• Black tea ?

     

    RETOUR DANS LE MONDE D’EN BAS

     

    Nous vivons cette expérience du losar à Phoker avec nos pérégrinations de jour comme de nuit entre 3500 et 4000 mètres d’altitude dans un contexte qui constitue déjà pour les occidentaux que nous sommes, une aventure  en soi.

     

    Tout d’abord il faut se représenter le froid, c’est l’hiver dans l’Himalaya et les températures sont très souvent en dessous de zéro, la nuit il fait jusqu’à  -20 °. Les maisons mal chauffées et mal isolées sont de façon très surprenante, très conviviales. Les fenêtres de bois sculptés, les offrandes aux dieux, les pierres mantras, les mâts aux tissus décolorés qui claquent dans le vent, les poêles autour desquels on se rassemble, le pain cuit dans la cendre, le thé toujours prêt, on en boit des litres ainsi que l’eau chaude et surtout la chaleur de l’accueil qui nous est réservé partout.

     

    RETOUR DANS LE MONDE D’EN BAS

    Le seul moyen de résister au froid mordant est d’empiler les couches de vêtements, les ladhakis passent l’hiver avec des strates de vêtements qui leur permet d’endurer les températures souvent très rudes.
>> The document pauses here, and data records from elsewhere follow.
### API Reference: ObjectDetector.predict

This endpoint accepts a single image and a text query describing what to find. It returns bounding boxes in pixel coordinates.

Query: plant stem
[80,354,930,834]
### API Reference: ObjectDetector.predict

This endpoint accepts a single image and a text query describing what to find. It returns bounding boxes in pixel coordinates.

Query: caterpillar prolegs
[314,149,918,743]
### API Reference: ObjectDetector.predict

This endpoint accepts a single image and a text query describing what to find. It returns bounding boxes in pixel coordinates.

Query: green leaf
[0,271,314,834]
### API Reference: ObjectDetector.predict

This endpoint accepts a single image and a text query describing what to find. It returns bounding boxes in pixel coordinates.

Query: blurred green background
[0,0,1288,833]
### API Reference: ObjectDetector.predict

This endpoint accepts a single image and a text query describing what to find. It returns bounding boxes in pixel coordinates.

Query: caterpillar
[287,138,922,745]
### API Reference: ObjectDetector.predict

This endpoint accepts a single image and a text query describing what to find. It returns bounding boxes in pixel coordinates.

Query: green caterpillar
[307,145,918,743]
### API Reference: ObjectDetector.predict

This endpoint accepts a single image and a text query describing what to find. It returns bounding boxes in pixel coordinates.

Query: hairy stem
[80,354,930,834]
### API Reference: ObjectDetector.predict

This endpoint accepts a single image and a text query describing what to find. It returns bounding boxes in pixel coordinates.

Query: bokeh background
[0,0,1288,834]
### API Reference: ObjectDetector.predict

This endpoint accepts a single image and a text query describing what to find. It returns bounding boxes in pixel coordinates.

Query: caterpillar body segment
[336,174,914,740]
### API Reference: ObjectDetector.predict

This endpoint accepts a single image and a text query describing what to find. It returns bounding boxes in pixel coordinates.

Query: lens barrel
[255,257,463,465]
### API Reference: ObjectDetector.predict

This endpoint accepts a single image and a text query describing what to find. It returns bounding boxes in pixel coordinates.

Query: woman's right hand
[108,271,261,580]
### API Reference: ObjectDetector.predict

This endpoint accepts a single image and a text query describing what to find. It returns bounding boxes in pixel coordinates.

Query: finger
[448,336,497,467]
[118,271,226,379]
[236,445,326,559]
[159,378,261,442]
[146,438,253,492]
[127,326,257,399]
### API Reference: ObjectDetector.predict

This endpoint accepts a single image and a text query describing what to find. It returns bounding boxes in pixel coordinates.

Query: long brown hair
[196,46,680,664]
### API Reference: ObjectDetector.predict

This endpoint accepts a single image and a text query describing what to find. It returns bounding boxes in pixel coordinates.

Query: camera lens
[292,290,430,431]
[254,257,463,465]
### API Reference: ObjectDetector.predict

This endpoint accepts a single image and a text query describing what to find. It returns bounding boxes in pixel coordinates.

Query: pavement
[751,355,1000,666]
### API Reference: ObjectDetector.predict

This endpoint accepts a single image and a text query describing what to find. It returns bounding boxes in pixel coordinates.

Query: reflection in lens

    Nous faisons de même, on dort sous des piles de couvertures, mais on garde au moins une couche ou deux de vêtements.

     

    Au lever du soleil, les femmes vont chercher l’eau dans la rivière dont elles brisent au préalable la couche de glace qui recouvre l’eau courante. Une énorme marmite chauffe sur un feu de bois à l’extérieur de la maison. Chacun vient y puiser le seau nécessaire à ses abblutions.

    Une petite pièce au sol en dur et à la fenêtre sans vitre est consacrée à la toilette.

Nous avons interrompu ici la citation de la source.